For visualizing data in 2-d space, Cell Ranger passes the PCA-reduced data into t-SNE (t-Stochastic Neighbor Embedding), a nonlinear dimensionality reduction method. (Van der Maaten, 2014)
Cell Ranger uses two different methods for clustering cells by expression similarity, both of which operate in the PCA space.
The graph-based clustering algorithm consists of building a sparse nearest-neighbor graph (where cells are linked if they among the k nearest Euclidean neighbors of one another), followed by Louvain Modularity Optimization, (Blondel, Guillaume, Lambiotte, & Lefebvre, 2008) an algorithm which seeks to find highly-connected "modules" in the graph. The value of k, the number of nearest neighbors, is set to scale logarithmically with the number of cells. An additional cluster-merging step is done: Perform hierarchical clustering on the cluster-medoids in PCA space and merge pairs of sibling clusters if there are no genes differentially expressed between them (with B-H adjusted p-value below 0.05). The hierarchical clustering and merging is repeated until there are no more cluster-pairs to merge.
Cell Ranger also performs traditional K-means clustering across a range of K values, where K is the preset number of clusters. In the web summary prior to 1.3.0, the default selected value of K is that which yields the best Davies-Bouldin Index, a rough measure of clustering quality.
In order to find differentially expressed genes between groups of cells, Cell Ranger uses the quick and simple method sSeq, (Yu, Huber, & Vitek, 2013) which employs a negative binomial exact test. When the counts become large, Cell Ranger switches to the fast asymptotic beta test used in edgeR. (Robinson & Smyth, 2007) For each cluster, the algorithm is run on that cluster versus all other cells, yielding a list of genes that are differentially expressed in that cluster relative to the rest of the sample.

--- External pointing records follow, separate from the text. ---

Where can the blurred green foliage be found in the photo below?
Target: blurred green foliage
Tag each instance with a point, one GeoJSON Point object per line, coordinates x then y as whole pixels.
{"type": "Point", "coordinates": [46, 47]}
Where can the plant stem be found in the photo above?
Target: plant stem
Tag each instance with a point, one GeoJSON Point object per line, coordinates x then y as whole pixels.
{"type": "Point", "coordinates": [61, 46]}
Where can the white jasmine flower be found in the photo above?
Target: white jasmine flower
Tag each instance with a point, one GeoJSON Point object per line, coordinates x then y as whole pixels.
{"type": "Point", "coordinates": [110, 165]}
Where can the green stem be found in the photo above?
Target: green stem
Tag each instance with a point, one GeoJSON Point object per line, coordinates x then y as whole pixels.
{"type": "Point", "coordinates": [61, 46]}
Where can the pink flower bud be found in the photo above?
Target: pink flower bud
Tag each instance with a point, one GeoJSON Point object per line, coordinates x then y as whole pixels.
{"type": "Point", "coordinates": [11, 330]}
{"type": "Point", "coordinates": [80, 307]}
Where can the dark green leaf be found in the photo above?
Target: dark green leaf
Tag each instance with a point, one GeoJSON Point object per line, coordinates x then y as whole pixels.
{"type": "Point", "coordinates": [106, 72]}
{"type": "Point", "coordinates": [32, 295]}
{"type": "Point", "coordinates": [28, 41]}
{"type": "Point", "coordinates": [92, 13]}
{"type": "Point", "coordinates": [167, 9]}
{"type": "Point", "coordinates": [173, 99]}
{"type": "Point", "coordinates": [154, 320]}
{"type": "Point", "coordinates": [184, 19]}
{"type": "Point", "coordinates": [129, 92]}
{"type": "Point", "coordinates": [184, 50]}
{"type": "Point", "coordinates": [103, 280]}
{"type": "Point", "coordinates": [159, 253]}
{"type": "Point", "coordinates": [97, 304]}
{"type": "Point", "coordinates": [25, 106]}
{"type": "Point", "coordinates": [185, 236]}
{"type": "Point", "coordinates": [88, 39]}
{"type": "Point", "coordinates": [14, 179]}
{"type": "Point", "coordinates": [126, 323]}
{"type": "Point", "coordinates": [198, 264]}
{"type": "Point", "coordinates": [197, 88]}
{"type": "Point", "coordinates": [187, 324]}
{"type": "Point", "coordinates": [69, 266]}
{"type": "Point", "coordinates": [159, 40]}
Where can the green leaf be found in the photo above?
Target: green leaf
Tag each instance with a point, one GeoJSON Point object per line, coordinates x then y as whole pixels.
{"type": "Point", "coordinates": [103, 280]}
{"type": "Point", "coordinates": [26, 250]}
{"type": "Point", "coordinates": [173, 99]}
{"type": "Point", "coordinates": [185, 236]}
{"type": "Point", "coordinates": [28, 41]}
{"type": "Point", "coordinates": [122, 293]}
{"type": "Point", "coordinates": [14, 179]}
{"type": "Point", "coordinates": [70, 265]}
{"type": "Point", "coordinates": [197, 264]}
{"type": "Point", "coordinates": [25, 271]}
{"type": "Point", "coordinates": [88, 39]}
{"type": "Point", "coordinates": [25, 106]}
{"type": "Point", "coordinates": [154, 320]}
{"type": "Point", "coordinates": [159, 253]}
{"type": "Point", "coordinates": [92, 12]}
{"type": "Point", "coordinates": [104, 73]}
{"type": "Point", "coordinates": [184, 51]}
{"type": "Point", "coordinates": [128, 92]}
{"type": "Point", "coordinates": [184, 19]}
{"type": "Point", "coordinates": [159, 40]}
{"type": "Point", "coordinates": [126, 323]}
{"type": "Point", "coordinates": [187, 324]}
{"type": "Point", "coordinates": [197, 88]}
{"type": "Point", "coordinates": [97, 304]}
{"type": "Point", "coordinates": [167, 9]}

Baglama, J. & Reichel, L. Augmented Implicitly Restarted Lanczos Bidiagonalization Methods. SIAM Journal on Scientific Computing 27, 19–42 (2005).
Blondel, V. D., Guillaume, J.-L., Lambiotte, R. & Lefebvre, E. Fast unfolding of communities in large networks. Journal of Statistical Mechanics: Theory and Experiment 2008, (2008).
Robinson, M. D. & Smyth, G. K. Small-sample estimation of negative binomial dispersion, with applications to SAGE data. Biostatistics 9, 321–332 (2007). Link to edgeR source.
Van der Maaten, L.J.P. Accelerating t-SNE using Tree-Based Algorithms. Journal of Machine Learning Research 15, 3221-3245 (2014).
Yu, D., Huber, W. & Vitek, O. Shrinkage estimation of dispersion in Negative Binomial models for RNA-seq experiments with small sample size. Bioinformatics 29, 1275–1282 (2013).